C – Typologie(s).

Avant d’essayer de dresser une typologie purement formelle des monuments, stèles et plaques, on doit envisager d’en dresser un inventaire raisonné en posant quatre questions.

1 – La question de la date : typologie chronologique.

Il faut déterminer comment ces 200 lieux du souvenir isérois se répartissent par rapport à la chronologie des « années noires ». Les années 1940, 1941 et 1942 sont très faiblement représentées, pour ne pas dire pas du tout. Mise à part la notable exception du monument de Voreppe, conçu par Émile Gilioli et inauguré en 1946, qui pour moitié seulement de son inscription fait directement référence à l’année 1940 ( ‘ « A cette porte des Alpes que les Armées d’invasion n’ont pu franchir en juin MCMWL [...] ’ ‘ 1088 ’ ‘  » ’), les autres monuments, stèles et plaques ne rappellent aucun souvenir lié de près ou de loin à ces trois années.

Pour l’année 1943, ils sont plus nombreux (7 dans l’Isère et 4 pour Grenoble : buste de « Gaston Valois , héros de la Résistance. 1888-1943 » ; plaque commémorant l’assassinat d’André Abry, « première victime de l’occupation de Grenoble » ; plaque en hommage aux raflés du 11 novembre 1943 ; plaque ‘ « à la mémoire d’Abel ’ ‘ Chatonnay ’ ‘ [...] et Henri Parrat ’ ‘ [...] assassinés par les Allemands dans la nuit du 13 au 14 novembre 1943 ’ ‘ 1089 ’ ‘  » ’). En 1945, en revanche, on ne trouve logiquement plus que deux occurrences 1090 .

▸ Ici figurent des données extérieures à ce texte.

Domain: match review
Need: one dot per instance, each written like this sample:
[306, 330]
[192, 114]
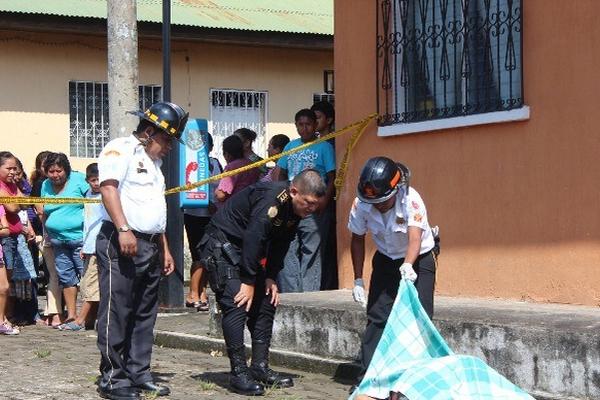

L’écrasante majorité des pierres de mémoire iséroises et grenobloises concerne donc l’année 1944, ce qui n’est évidemment pas pour surprendre. Les érections des monuments, édifications de stèles et appositions de plaques suivent et collent fidèlement à la chronologie locale du conflit, en épousant les rythmes historiques propres à la région. En ce sens, nous sommes bien plutôt en présence de lieux du souvenir de la progression chronologique du conflit dans la région, plutôt que face à des lieux de mémoire es qualités. Où rencontrer en effet la capacité d’abstraction symbolique et de concrétion temporelle propre aux lieux de mémoire, qui suppose un détachement de l’ancrage local si l’on veut atteindre un surcroît de sens, parmi ce vaste corpus ? Peut-être certains y atteignent-ils, mais c’est alors avec difficulté, comme nous le verrons plus avant.

La différence numérique minime qu’on note entre le total général et celui auquel on aboutit en additionnant les chiffres que l’on vient d’annoncer est due à ces quelques monuments qui, soit qu’ils sont globalement dédiés aux Morts de 1939-1945 (plaque du quartier grenoblois de « la Capuche » : ‘ « le quartier de la Capuche à ses morts de la guerre 1939-1945. Leur souvenir restera parmi nous » ’) soit qu’ils concernent des mémoires corporatistes (plaque des agents P et T) ou « sectorielles » (maquis du Grésivaudan), soit que par choix ils ne portent pas mention de date (Monument « aux martyrs du Vercors  » de Gilioli situé à Vassieux-en-Vercors, route du col de La Chau), échappent à toute classification chronologique.

Notes
1088.

« [...] les armées allemandes d’Occupation harcelées par le maquis de Chartreuse ont torturé et tué d’innocents otages au mépris de tout droit humain. Vous qui passez, souvenez-vous », continue l’inscription lapidaire, synthétisant ainsi 5 années de guerre et 3 types de mémoire différents (les Militaires, la Résistance, les Exactions) ; in ADI, 13 R 988.

Sur Voreppe, on peut consulter Serge Barcellini et Annette Wieviorka, op. cit., p., 75-77, photographie p. 94. Robert Frank parle aussi d’un des monuments de la ville ; « La mémoire empoisonnée », in La France des années noires, tome 2. De l’Occupation à la Libération, Jean-Pierre Azéma et François Bédarida (dir.), Paris, Le Seuil, collection « L’Univers Historique », 1993, p. 499. Cf. infra pour une étude esthétique approfondie du monument de Gilioli.

1089.

ADI, ibidem.

1090.

ADI, ibid. Ces références concernant lescommunes de Domène et Saint-Martin-le-Vinoux. Il s’agit de mentions à propos d’une personne décédée pendant les combats en Allemagne en mai 1945 et d’une autre survenue des suites de sa déportation.